BY ERRIN WHACK
The lush valleys and mountains of Asheville, N.C., are eight hours and a world away from the tragedy, violence and poverty of Baltimore.
This week, hundreds of leaders of civil rights and social justice organizations descended on this serene backdrop like soldiers coming off a battlefield for the W.K. Kellogg Foundation’s fourth America Healing Conference. The four-day event concluding Thursday was an opportunity to swap strategy, regain focus and recharge before returning to a fight that, for many, has been particularly traumatic in recent months.
Kellogg vice president Gail Christopher said the foundation’s approach to this year’s conference—including a first-ever session on self-care—factored in the potential toll of recent events on many attendees.

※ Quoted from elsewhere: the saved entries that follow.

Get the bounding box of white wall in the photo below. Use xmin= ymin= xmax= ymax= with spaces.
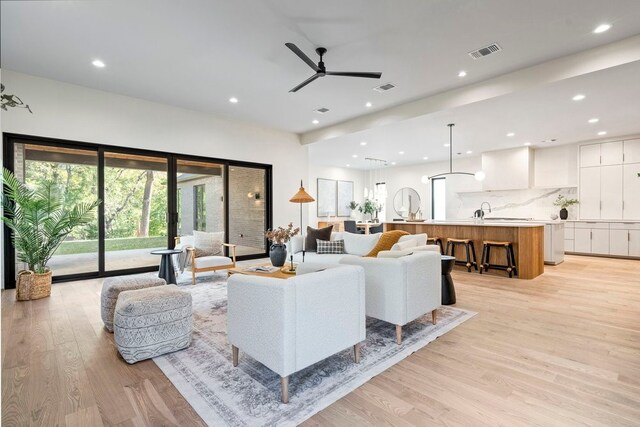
xmin=307 ymin=164 xmax=366 ymax=227
xmin=378 ymin=144 xmax=583 ymax=221
xmin=1 ymin=70 xmax=309 ymax=285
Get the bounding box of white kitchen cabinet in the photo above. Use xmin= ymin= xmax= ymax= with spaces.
xmin=623 ymin=164 xmax=640 ymax=220
xmin=564 ymin=239 xmax=574 ymax=252
xmin=591 ymin=229 xmax=610 ymax=254
xmin=630 ymin=230 xmax=640 ymax=257
xmin=579 ymin=167 xmax=601 ymax=219
xmin=574 ymin=228 xmax=592 ymax=253
xmin=624 ymin=138 xmax=640 ymax=164
xmin=600 ymin=165 xmax=623 ymax=219
xmin=609 ymin=229 xmax=629 ymax=256
xmin=580 ymin=144 xmax=601 ymax=167
xmin=601 ymin=141 xmax=624 ymax=165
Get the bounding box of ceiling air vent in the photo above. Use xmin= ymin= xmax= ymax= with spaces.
xmin=468 ymin=43 xmax=502 ymax=60
xmin=373 ymin=83 xmax=396 ymax=93
xmin=314 ymin=107 xmax=330 ymax=114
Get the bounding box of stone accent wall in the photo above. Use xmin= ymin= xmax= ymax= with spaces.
xmin=229 ymin=167 xmax=266 ymax=252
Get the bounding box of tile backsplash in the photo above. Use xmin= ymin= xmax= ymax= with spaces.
xmin=451 ymin=187 xmax=578 ymax=220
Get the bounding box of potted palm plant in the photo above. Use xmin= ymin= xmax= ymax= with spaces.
xmin=1 ymin=168 xmax=100 ymax=300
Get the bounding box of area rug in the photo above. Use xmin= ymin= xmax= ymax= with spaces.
xmin=154 ymin=277 xmax=476 ymax=426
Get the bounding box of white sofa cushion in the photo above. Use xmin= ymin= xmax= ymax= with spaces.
xmin=342 ymin=232 xmax=381 ymax=256
xmin=391 ymin=239 xmax=417 ymax=251
xmin=398 ymin=233 xmax=427 ymax=247
xmin=292 ymin=252 xmax=345 ymax=264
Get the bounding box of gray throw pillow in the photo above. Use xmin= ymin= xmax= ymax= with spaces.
xmin=317 ymin=239 xmax=344 ymax=254
xmin=193 ymin=231 xmax=223 ymax=257
xmin=305 ymin=225 xmax=333 ymax=252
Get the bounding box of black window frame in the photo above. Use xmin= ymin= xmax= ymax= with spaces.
xmin=2 ymin=132 xmax=273 ymax=288
xmin=431 ymin=176 xmax=446 ymax=220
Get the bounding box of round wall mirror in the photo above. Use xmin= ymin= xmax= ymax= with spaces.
xmin=393 ymin=187 xmax=421 ymax=218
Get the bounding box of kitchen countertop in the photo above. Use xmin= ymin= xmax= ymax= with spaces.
xmin=389 ymin=220 xmax=545 ymax=228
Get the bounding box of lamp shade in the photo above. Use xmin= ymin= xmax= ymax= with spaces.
xmin=289 ymin=180 xmax=315 ymax=204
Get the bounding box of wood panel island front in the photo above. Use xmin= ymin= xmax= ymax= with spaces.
xmin=385 ymin=221 xmax=545 ymax=279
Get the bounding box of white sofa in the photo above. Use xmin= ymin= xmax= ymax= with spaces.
xmin=227 ymin=263 xmax=366 ymax=403
xmin=340 ymin=251 xmax=441 ymax=344
xmin=288 ymin=232 xmax=438 ymax=263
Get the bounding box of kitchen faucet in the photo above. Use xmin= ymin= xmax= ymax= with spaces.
xmin=480 ymin=201 xmax=492 ymax=218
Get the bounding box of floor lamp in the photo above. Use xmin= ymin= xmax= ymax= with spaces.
xmin=289 ymin=180 xmax=315 ymax=262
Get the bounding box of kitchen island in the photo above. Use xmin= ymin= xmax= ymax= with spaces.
xmin=385 ymin=221 xmax=545 ymax=279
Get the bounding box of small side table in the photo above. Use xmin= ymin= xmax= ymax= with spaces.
xmin=151 ymin=249 xmax=182 ymax=285
xmin=441 ymin=255 xmax=456 ymax=305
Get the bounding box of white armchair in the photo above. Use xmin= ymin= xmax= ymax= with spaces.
xmin=174 ymin=235 xmax=236 ymax=284
xmin=340 ymin=251 xmax=441 ymax=345
xmin=227 ymin=264 xmax=366 ymax=403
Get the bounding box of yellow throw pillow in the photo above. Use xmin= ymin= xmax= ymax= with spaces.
xmin=365 ymin=230 xmax=410 ymax=257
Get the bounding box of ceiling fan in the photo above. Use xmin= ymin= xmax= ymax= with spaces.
xmin=285 ymin=43 xmax=382 ymax=92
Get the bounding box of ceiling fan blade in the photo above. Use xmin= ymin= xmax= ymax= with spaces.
xmin=285 ymin=43 xmax=320 ymax=72
xmin=326 ymin=71 xmax=382 ymax=79
xmin=289 ymin=73 xmax=322 ymax=92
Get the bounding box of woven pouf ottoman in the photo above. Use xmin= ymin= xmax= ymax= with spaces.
xmin=101 ymin=275 xmax=166 ymax=332
xmin=114 ymin=285 xmax=192 ymax=364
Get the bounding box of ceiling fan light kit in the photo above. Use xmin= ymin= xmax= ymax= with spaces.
xmin=285 ymin=43 xmax=382 ymax=92
xmin=428 ymin=124 xmax=485 ymax=181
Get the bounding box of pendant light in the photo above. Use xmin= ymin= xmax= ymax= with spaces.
xmin=426 ymin=124 xmax=485 ymax=181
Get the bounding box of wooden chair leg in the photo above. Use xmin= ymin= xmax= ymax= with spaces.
xmin=395 ymin=325 xmax=402 ymax=345
xmin=232 ymin=345 xmax=239 ymax=367
xmin=280 ymin=376 xmax=289 ymax=404
xmin=354 ymin=343 xmax=361 ymax=363
xmin=191 ymin=269 xmax=196 ymax=285
xmin=432 ymin=309 xmax=437 ymax=325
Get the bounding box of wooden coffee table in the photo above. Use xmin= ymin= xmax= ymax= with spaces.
xmin=227 ymin=262 xmax=296 ymax=280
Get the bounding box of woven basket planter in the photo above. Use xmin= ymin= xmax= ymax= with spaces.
xmin=16 ymin=270 xmax=33 ymax=301
xmin=16 ymin=269 xmax=51 ymax=300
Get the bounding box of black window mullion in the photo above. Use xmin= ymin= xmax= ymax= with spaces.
xmin=98 ymin=147 xmax=106 ymax=274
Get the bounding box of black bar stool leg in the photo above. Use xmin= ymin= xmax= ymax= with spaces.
xmin=509 ymin=244 xmax=518 ymax=276
xmin=470 ymin=241 xmax=478 ymax=271
xmin=464 ymin=243 xmax=472 ymax=272
xmin=480 ymin=244 xmax=487 ymax=274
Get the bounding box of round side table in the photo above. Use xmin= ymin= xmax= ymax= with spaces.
xmin=151 ymin=249 xmax=182 ymax=285
xmin=441 ymin=255 xmax=456 ymax=305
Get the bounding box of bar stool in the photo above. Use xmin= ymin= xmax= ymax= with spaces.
xmin=427 ymin=236 xmax=444 ymax=255
xmin=480 ymin=241 xmax=518 ymax=278
xmin=445 ymin=238 xmax=478 ymax=272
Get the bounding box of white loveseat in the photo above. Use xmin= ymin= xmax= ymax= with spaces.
xmin=227 ymin=263 xmax=366 ymax=403
xmin=340 ymin=251 xmax=441 ymax=344
xmin=288 ymin=232 xmax=438 ymax=263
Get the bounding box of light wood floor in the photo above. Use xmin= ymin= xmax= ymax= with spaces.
xmin=2 ymin=255 xmax=639 ymax=426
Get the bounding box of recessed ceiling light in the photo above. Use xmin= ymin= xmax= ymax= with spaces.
xmin=398 ymin=151 xmax=404 ymax=155
xmin=444 ymin=143 xmax=450 ymax=147
xmin=312 ymin=119 xmax=319 ymax=125
xmin=506 ymin=132 xmax=515 ymax=137
xmin=423 ymin=156 xmax=429 ymax=160
xmin=593 ymin=24 xmax=611 ymax=34
xmin=346 ymin=164 xmax=350 ymax=167
xmin=466 ymin=150 xmax=473 ymax=154
xmin=458 ymin=71 xmax=467 ymax=77
xmin=598 ymin=131 xmax=607 ymax=136
xmin=360 ymin=141 xmax=367 ymax=146
xmin=524 ymin=142 xmax=532 ymax=146
xmin=588 ymin=118 xmax=599 ymax=123
xmin=229 ymin=97 xmax=238 ymax=103
xmin=365 ymin=102 xmax=372 ymax=108
xmin=572 ymin=94 xmax=586 ymax=101
xmin=391 ymin=162 xmax=397 ymax=165
xmin=352 ymin=154 xmax=358 ymax=158
xmin=92 ymin=59 xmax=105 ymax=68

“Given all the pain that’s going on, when every single week there’s another story of a young black male that’s been killed, I realized we’re grief-stricken,” she said. “We knew that people would be bringing that energy in and we knew we had to find a way to have resilience … for them to have opportunities to know that they are valuable human beings.”
The attendees — most of whom are doing work funded by the foundation — gathered at the 100-year-old Grove Park Inn, a resort atop the aptly-named Sunset Mountain. Between planning sessions and panels, they relaxed in rocking chairs overlooking the hills, and dined in fresh air as bees buzzed nearby.
“The location helps … It’s real laid back and calm,” said Darel Ross II, co-director of LINC Community Revitalization based in Grand Rapids, Mich. “It’s hard not to be relaxed, but this is 500 people who spend very little time relaxing. We don’t stop to pause day in and day out; we’re usually strategizing. This is really more of taking care of yourself so you can continue to fight.”